Half a block to the north, another black Escalade was parked at the entrance to a bank. The doors were open, and he spotted three faceless in defensive positions. Bulky with armor and with blank glass for a head, they resembled predatory insects. Each man held a submachine gun with a folding stock. Shannon was racing south now, right down the middle of the street. Car horns added their screams to the roar of the crowd, closer with every step. Cooper caught up to her just as she made an abrupt turn. He followed.
And saw what was making the noise. The sidewalk and alley were jammed with people, most Chinese, all facing the other direction. They yelled and shook their fists. The group was densely packed and pushing forward without making any progress. Over their heads, Cooper saw a dozen faceless with riot shields cordoning off an alley.
The alley where Lee’s social club was located.
No.
Shannon had hit the crowd already, slipped into it like an arrow into the ocean, her gift showing holes and vectors. Cooper followed as best he could, shoving his way through. The noise was unbelievable, a fury of anger and fear in a foreign language. As he watched, a man at the front scooped up a stone and hurled it. The rock bounced harmlessly off a shield. The commando stepped forward and snapped the shield into the guy hard enough that Cooper could almost hear the crunch of the man’s nose shattering. He dropped, blood pouring, and the crowd roared louder. Cooper looked around frantically, taking in the low buildings, the fire escapes, the alley farther south, trying to find an opening he knew they couldn’t risk.
DAR Tactical Response Team Protocol 43: In the event of an extraction from a dense and hostile environment, first establish a perimeter operating zone. Limit force application unless targets possess a significant strategic advantage and a demonstrated intent to employ that advantage.
Translation: unarmed people on the ground just get hit, but if anybody climbs on a building, shoot them.

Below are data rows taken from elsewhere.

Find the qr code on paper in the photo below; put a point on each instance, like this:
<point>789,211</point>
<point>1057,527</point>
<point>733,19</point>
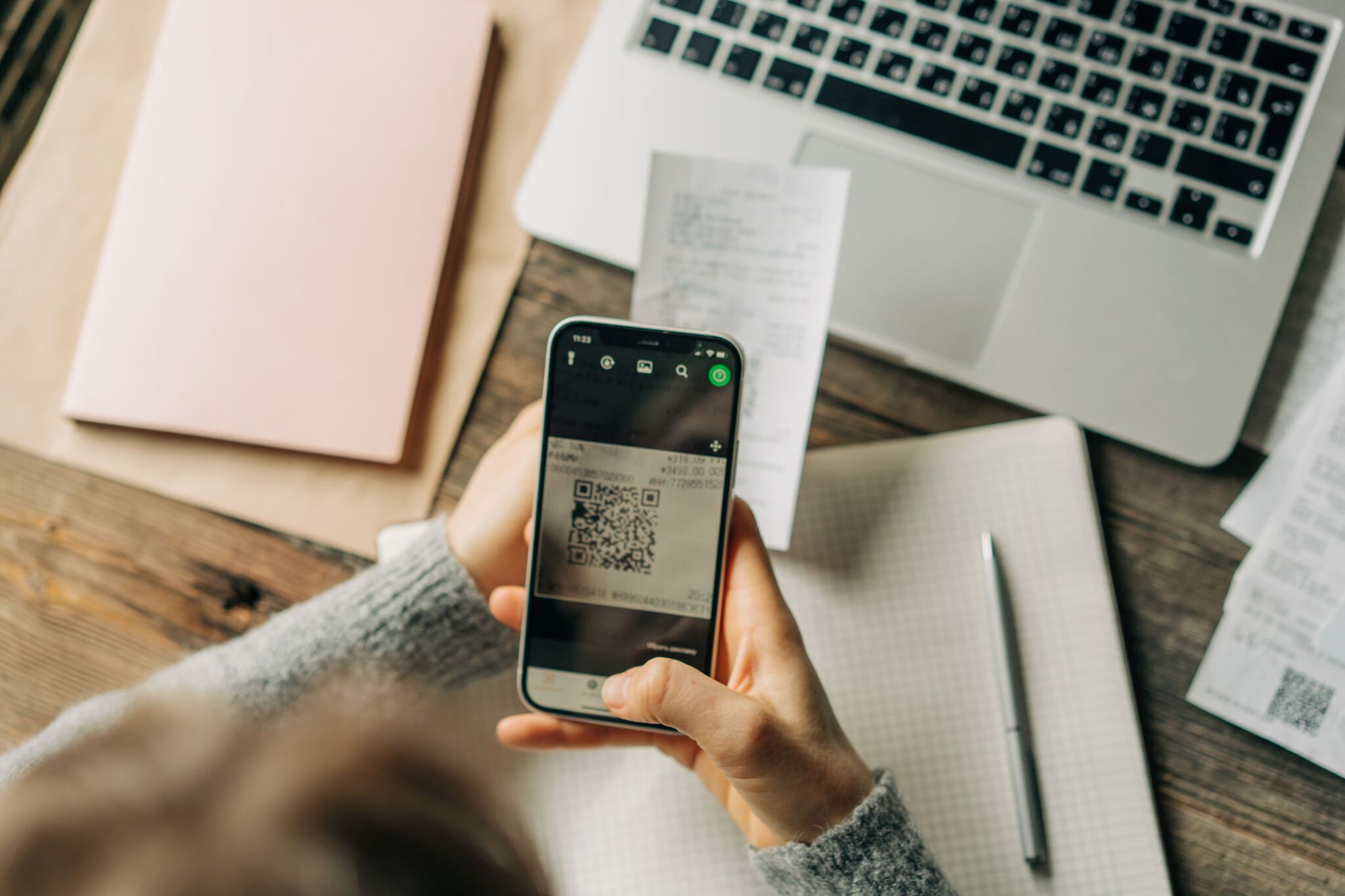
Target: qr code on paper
<point>614,526</point>
<point>1301,701</point>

Shannon had made it halfway through the crowd before stalling out. Even her gift couldn’t find a way through the mob. The faceless held the mouth of the alley shoulder to shoulder, with Chinatown’s furious residents layered twenty deep against them. Cooper grabbed a man in front of him and yanked, tangling the guy’s foot as he went. The man staggered back into the crowd, and Cooper slid in behind Shannon.
“We need to go,” he shouted over the roar of the crowd. Right now the primary team would be searching Lee’s gambling den and the apartment above. They’d have thermal scans and dogs, and it wouldn’t take them long to realize that he and Shannon weren’t there. “They’ll search the crowd for us.”